Si bien los aspectos formales son
deudores de la poesía métrica propia del poeta, hay uno novedoso en el libro
que resulta relevante, su estructura. Un fragmento se inicia con una referencia
al cine: «Recuerdas aquella película…». En el lenguaje cinematográfico se
utiliza el término plano secuencia
para designar el rodaje de una escena o conjunto de escenas sin realizar
cortes. Cabría definir también Maestro de
distancias como un «poema secuencia»: una extensa meditación que prescinde
de la sucesión de poemas convencionales, es decir, sin cortes en la expresión,
como muestra el hecho de que haya elementos que reaparecen en diferentes
fragmentos, y, sin embargo, el significado vaya cambiando, pase de zonas
explícitas a otras abstractas, también con variaciones de persona verbal, a
veces es el yo quien significa; a veces, el tú; otras, nosotros o vosotros; no
como personajes que actúan, sino como máscaras líricas. Hay un avance por
diferentes asuntos, arriba enunciados, incluso con giros repentinos, pero sin
ningún corte textual en la continuidad.
Los
fragmentos, en forma de teselas que crean el significado del conjunto, están organizados
en torno al tema central de la temporalidad del siguiente modo: un lema inicial
marca el tono del libro, coherente con su modo de significar como oscuridad
antes que como análisis: «Del tiempo no sabemos». Y le siguen, repartidos,
quince adagios o aforismos sobre el tiempo que a su vez distribuyen de manera
ordenada los fragmentos de seis en seis (con dos excepciones, una combinación
de cinco y siete, y el último, que preludia el texto, anticlimático, de
cierre).
En esta perfecta composición, con zonas
de luz y zonas de sombra, el título alude a la pieza del mosaico que justifica
el giro copernicano en la poética de Jordi Doce: el concepto de «distancia»,
epicentro de la necesidad del nuevo modo de significar que desarrolla. La distancia, en la que el poeta adquiere
maestría al vivir, tiene dos caras; una es la conciencia de la irreductible
complejidad de la vida: «Nuestra vida es imprevisible.

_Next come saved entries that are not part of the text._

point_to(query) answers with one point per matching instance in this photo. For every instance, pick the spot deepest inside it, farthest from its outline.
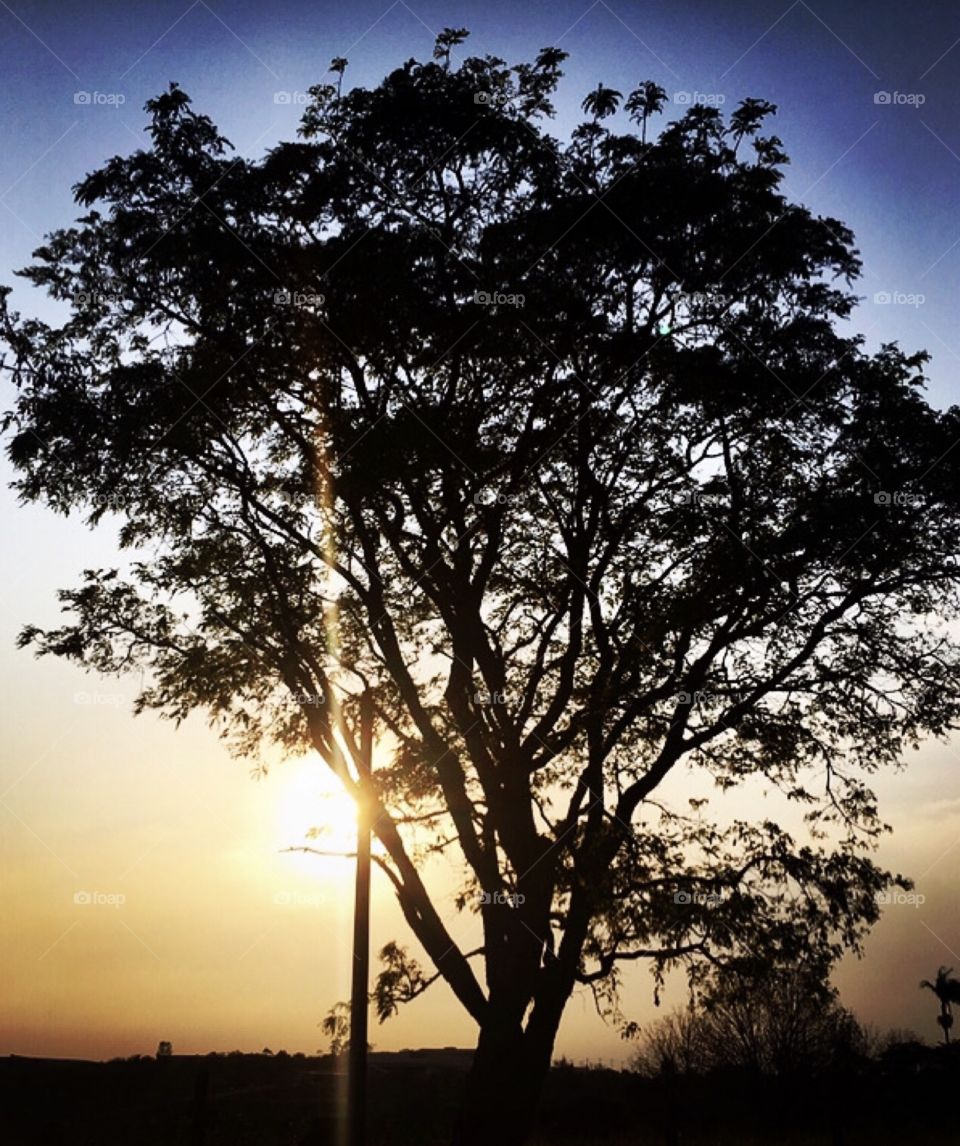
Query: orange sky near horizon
(146, 893)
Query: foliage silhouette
(557, 448)
(947, 990)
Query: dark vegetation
(895, 1096)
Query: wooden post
(356, 1085)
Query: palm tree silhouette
(947, 991)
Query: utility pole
(356, 1084)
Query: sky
(144, 892)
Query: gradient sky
(221, 941)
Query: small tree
(552, 448)
(947, 991)
(766, 1021)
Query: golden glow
(305, 795)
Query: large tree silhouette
(557, 449)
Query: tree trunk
(503, 1088)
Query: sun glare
(306, 798)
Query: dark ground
(288, 1100)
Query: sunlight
(305, 797)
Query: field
(291, 1100)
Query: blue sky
(867, 97)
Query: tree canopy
(559, 449)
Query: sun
(306, 797)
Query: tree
(947, 990)
(769, 1021)
(555, 449)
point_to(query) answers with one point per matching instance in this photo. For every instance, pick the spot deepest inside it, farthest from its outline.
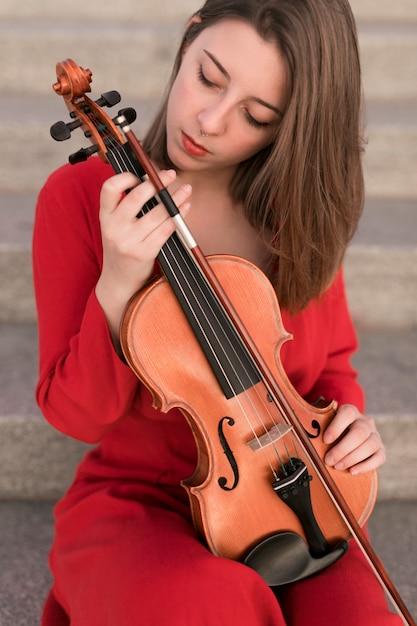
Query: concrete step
(97, 11)
(388, 51)
(36, 462)
(381, 264)
(27, 530)
(127, 10)
(384, 11)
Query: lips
(192, 147)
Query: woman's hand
(130, 245)
(357, 444)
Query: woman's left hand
(357, 443)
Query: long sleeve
(83, 388)
(318, 360)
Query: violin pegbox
(73, 82)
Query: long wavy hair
(307, 186)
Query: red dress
(125, 552)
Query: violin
(261, 493)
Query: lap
(136, 560)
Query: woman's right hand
(130, 245)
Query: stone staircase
(131, 51)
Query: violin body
(260, 475)
(161, 348)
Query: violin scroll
(72, 80)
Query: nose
(214, 117)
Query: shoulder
(87, 177)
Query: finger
(153, 219)
(352, 451)
(346, 415)
(370, 464)
(113, 190)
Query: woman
(261, 122)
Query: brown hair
(307, 186)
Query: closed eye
(254, 122)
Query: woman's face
(231, 86)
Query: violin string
(180, 251)
(124, 162)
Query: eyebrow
(227, 76)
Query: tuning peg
(109, 99)
(129, 114)
(60, 131)
(82, 155)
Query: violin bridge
(269, 437)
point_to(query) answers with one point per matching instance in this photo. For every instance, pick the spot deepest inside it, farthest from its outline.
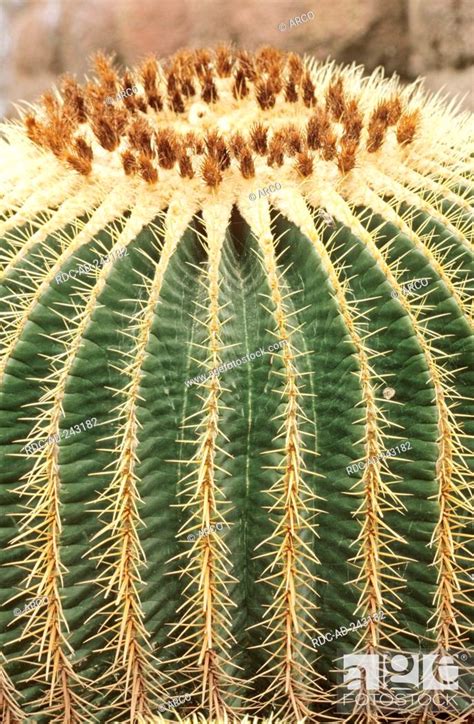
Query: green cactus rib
(186, 549)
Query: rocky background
(40, 39)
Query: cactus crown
(185, 549)
(195, 106)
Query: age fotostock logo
(401, 681)
(429, 672)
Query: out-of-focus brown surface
(40, 39)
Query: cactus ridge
(260, 198)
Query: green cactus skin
(188, 545)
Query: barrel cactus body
(235, 378)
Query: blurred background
(41, 39)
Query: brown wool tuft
(268, 60)
(34, 130)
(187, 88)
(276, 149)
(171, 82)
(202, 63)
(258, 136)
(146, 170)
(387, 112)
(140, 135)
(407, 126)
(149, 75)
(105, 70)
(105, 132)
(177, 103)
(224, 61)
(211, 172)
(376, 136)
(319, 126)
(291, 94)
(217, 148)
(265, 94)
(307, 86)
(295, 65)
(247, 65)
(347, 157)
(335, 100)
(240, 88)
(168, 147)
(328, 144)
(293, 139)
(81, 157)
(185, 165)
(237, 144)
(304, 164)
(209, 91)
(247, 166)
(194, 143)
(352, 121)
(74, 101)
(129, 163)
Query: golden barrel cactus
(235, 394)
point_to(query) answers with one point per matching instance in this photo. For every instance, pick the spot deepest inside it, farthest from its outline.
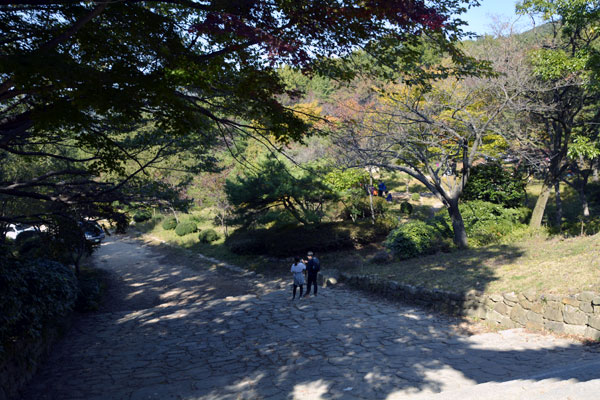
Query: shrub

Para decir se necesita esta
distancia». Otra aparece revelada mediante la alegoría del maestro de obra que ciega desde dentro las ventanas: «Volvió una
mañana para rematar el trabajo, pero nunca se le vio salir», es decir, la
conciencia de la irreductible soledad de la expresión. Ambas concepciones
tienen la virtud de abrir la poesía hacia la infinitud de lo insondable.